Ordre était donné, et accepté par toutes et tous, d’épargner les « neutres », celles et ceux n’affichant ni signe d’allégeance à la « norme ambiante », ni à nos troupes. Et ils étaient bien rares… Malgré tout, les survivants que nous avions croisés avaient bien compris que le rapport de force avait changé de camp, et la peur aussi. Quelques-uns des nôtres, ayant délibérément dévasté un magasin d’alcools forts, festoyaient bruyamment, en beuglant plus ou moins à l’unisson un antique chant Viking, le « De To Spellemenn », et en poussant des grunts dignes de ce nom, puis tournaient les yeux vers le ciel au plus fort de leur ivresse, comme pour saluer le crépuscule, et la Lune qui fit son apparition. Une véritable « communion païenne ». La Lune est verte comme la forêt, le Ciel est noir comme la haine. Pour autant, ce n’était pas « le grand soir ». Mais les « petits matins » qui allaient suivre, imprégnés de rosée et de couleurs variant au rythme de l’année, seraient inévitablement frappés du sceau et des runes de nos serments. Considérant que la mission avait été pleinement accomplie, même s’il y avait eu quelques débordements, la fréquence radio commune annonça que le temps de rentrer dans nos forêts mystiques et occultes était venu. Le mot de passe « Retranchement au Sanctuaire » est tombé à 22 heures 30, nous sommes pour ainsi dire repartis comme nous étions venus… ne laissant qu’un « message sans ambiguïté » derrière la sabotée bruyante de nos troupes.
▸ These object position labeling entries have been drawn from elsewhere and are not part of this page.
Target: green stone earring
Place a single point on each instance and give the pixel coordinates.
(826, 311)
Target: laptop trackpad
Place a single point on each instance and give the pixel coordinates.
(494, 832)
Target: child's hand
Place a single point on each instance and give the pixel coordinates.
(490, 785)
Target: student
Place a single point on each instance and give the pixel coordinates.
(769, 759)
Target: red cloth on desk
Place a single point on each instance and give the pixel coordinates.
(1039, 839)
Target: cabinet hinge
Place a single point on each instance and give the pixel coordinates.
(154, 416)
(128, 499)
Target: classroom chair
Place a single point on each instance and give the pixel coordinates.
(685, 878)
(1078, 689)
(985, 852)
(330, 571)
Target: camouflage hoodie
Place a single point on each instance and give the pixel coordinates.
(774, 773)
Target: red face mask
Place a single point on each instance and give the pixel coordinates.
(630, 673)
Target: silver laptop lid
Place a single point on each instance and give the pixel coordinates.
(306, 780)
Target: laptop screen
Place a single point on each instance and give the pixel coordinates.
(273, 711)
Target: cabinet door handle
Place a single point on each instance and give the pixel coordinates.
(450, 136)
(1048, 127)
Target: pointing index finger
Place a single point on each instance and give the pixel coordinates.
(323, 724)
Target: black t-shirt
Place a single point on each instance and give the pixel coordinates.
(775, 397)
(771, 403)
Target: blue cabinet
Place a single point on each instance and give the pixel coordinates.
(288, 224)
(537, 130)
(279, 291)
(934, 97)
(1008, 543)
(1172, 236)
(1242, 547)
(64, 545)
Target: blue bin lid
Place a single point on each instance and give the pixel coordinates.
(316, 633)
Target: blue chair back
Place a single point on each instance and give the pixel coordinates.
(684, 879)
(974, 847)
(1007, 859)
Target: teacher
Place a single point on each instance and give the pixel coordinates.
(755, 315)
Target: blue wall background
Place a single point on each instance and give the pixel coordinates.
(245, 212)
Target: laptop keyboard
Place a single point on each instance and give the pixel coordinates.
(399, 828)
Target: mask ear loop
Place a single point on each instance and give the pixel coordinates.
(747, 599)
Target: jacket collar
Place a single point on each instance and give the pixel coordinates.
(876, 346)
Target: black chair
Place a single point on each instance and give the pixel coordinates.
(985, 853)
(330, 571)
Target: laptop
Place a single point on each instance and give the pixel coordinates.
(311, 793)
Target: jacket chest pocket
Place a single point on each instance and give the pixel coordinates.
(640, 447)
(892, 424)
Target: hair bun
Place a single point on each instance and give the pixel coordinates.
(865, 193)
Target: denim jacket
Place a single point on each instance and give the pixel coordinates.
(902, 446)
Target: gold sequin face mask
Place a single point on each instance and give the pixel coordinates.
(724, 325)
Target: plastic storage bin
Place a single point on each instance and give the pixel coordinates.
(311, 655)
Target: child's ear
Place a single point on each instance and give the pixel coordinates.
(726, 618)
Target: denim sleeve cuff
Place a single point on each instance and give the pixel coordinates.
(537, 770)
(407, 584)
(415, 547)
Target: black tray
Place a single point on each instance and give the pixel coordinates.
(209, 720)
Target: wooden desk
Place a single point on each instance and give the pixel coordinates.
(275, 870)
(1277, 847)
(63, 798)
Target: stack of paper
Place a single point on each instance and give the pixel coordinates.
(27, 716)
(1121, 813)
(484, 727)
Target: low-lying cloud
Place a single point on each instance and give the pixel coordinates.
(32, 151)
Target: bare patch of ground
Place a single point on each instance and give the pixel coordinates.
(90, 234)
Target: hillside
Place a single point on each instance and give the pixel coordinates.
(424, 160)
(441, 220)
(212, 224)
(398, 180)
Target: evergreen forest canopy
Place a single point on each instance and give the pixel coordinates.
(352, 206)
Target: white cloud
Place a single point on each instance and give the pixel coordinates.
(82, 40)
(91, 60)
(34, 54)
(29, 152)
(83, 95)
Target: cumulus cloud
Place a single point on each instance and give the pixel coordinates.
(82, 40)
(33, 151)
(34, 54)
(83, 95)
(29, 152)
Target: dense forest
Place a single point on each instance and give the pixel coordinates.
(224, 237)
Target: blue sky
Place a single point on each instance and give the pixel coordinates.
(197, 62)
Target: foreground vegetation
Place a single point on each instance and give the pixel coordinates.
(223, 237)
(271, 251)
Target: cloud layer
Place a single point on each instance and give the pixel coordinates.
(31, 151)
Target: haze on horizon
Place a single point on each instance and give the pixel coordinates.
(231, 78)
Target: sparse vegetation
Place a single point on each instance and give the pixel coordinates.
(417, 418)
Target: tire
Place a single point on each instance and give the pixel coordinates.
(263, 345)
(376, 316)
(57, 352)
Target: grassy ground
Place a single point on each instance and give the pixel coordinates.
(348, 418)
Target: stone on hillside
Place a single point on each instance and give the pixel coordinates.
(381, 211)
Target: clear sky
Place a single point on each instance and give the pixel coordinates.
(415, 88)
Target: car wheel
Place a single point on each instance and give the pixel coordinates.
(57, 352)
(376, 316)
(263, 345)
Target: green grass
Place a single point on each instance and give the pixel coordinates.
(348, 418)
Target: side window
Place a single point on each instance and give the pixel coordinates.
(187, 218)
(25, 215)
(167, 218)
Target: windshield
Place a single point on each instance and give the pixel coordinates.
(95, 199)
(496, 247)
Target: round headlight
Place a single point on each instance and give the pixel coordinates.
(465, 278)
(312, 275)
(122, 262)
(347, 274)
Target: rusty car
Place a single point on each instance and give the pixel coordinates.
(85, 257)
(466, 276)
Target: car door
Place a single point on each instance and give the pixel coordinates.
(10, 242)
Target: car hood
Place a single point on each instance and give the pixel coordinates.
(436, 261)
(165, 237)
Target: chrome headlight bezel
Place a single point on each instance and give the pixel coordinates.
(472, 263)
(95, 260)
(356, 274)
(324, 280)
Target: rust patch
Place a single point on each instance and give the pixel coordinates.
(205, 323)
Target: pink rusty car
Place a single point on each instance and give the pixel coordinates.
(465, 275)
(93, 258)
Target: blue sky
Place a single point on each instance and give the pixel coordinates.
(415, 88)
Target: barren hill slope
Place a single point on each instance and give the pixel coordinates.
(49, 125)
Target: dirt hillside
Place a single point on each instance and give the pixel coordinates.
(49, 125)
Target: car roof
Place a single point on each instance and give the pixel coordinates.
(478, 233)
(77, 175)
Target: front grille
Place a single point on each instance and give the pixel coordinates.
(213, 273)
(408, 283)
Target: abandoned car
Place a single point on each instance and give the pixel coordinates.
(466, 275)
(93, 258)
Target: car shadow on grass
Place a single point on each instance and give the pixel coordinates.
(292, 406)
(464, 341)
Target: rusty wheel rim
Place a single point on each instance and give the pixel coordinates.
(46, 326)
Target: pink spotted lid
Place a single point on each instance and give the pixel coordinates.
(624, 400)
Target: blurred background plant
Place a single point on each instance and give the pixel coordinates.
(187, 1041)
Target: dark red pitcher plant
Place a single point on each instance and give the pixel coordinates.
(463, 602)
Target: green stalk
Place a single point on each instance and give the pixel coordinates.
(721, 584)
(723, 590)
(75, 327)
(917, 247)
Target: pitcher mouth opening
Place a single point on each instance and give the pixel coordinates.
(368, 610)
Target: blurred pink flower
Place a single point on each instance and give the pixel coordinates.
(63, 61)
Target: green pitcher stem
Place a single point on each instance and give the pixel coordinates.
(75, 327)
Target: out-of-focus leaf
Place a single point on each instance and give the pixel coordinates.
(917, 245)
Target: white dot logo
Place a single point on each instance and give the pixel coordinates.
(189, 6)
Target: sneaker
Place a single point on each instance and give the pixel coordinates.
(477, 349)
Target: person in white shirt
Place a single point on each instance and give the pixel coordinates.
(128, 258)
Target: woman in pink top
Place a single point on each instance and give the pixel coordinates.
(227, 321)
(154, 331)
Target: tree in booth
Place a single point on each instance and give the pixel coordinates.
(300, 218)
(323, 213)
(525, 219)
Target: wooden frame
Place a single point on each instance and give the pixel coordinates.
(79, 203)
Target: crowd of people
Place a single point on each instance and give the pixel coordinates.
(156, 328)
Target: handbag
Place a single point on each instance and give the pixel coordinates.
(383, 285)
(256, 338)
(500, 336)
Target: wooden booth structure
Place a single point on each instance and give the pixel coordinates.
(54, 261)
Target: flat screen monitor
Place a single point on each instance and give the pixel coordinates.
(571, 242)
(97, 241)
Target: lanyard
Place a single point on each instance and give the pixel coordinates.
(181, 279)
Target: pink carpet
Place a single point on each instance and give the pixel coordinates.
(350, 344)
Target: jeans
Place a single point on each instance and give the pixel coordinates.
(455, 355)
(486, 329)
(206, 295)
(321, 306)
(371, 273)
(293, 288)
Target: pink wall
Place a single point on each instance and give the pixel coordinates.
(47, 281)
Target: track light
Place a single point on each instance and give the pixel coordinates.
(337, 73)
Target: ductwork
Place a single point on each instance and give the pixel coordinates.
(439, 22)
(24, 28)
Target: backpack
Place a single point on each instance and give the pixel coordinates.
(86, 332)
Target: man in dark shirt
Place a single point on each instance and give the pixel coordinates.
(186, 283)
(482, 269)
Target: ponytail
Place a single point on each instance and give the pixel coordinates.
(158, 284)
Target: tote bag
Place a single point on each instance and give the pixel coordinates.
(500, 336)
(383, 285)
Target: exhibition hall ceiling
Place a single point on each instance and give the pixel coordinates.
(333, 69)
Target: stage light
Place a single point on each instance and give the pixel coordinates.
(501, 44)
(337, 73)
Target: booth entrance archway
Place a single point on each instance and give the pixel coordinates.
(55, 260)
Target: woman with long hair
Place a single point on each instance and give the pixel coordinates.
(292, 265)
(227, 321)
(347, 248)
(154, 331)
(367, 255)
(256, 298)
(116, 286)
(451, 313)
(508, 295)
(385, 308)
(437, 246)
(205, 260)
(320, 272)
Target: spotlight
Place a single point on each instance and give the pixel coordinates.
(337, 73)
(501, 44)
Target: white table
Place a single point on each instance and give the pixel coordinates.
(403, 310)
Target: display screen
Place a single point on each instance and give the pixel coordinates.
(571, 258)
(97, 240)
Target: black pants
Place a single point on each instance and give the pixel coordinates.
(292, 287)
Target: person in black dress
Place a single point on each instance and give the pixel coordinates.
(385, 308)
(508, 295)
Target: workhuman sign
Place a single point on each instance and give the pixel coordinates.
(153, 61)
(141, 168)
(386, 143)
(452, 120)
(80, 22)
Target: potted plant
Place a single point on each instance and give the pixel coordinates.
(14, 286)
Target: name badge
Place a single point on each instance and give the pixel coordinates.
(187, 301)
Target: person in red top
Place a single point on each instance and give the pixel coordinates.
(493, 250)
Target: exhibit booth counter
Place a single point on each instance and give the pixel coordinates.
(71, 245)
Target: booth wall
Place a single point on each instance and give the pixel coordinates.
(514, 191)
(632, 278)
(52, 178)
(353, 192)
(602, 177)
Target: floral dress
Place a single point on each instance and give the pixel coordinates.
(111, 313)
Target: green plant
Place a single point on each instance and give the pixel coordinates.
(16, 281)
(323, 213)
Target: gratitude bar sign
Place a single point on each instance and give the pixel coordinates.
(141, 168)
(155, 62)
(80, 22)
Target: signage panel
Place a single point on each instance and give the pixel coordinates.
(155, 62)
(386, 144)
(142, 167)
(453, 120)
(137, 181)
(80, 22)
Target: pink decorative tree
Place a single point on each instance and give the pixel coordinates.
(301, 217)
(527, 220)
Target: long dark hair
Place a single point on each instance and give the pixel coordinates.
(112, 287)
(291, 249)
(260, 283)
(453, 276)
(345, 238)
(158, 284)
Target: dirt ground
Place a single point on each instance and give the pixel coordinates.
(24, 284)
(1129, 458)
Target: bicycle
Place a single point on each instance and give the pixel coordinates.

Depuis lors, nous, les Trolls, Gnomes, Korrigans, et autres « bestioles nocturnes » ayant fait depuis longtemps allégeance aux Temps Anciens et aux Croyances Immémoriales que glorifient notre musique, avons fondé des communautés, plus ou moins grandes, dans les forêts, et nous vivons en accord total avec la Nature, les saisons et nos spiritualités. Surtout sans laisser quiconque nous donner de leçons ou d’ordres sur ce que nous avions fait ou notre avenir. Etss bien évidemment, ceux qui ont tenté de souiller nos domaines forestiers en voulant nous débusquer n’en sont jamais revenus. Les légendes anciennes et les peurs primaires sont devenues nos armes les plus efficaces. Nous avions gagné ce combat, le droit de vivre libres tels que nous sommes, et dans les conditions les plus propices à notre survie. L’ancienne Tradition avait triomphé, et nos armes avaient déterminé le sort de la « norme ambiante », de sorte que nos descendants, comme ceux de nos ennemis, puissent s’en souvenir à jamais.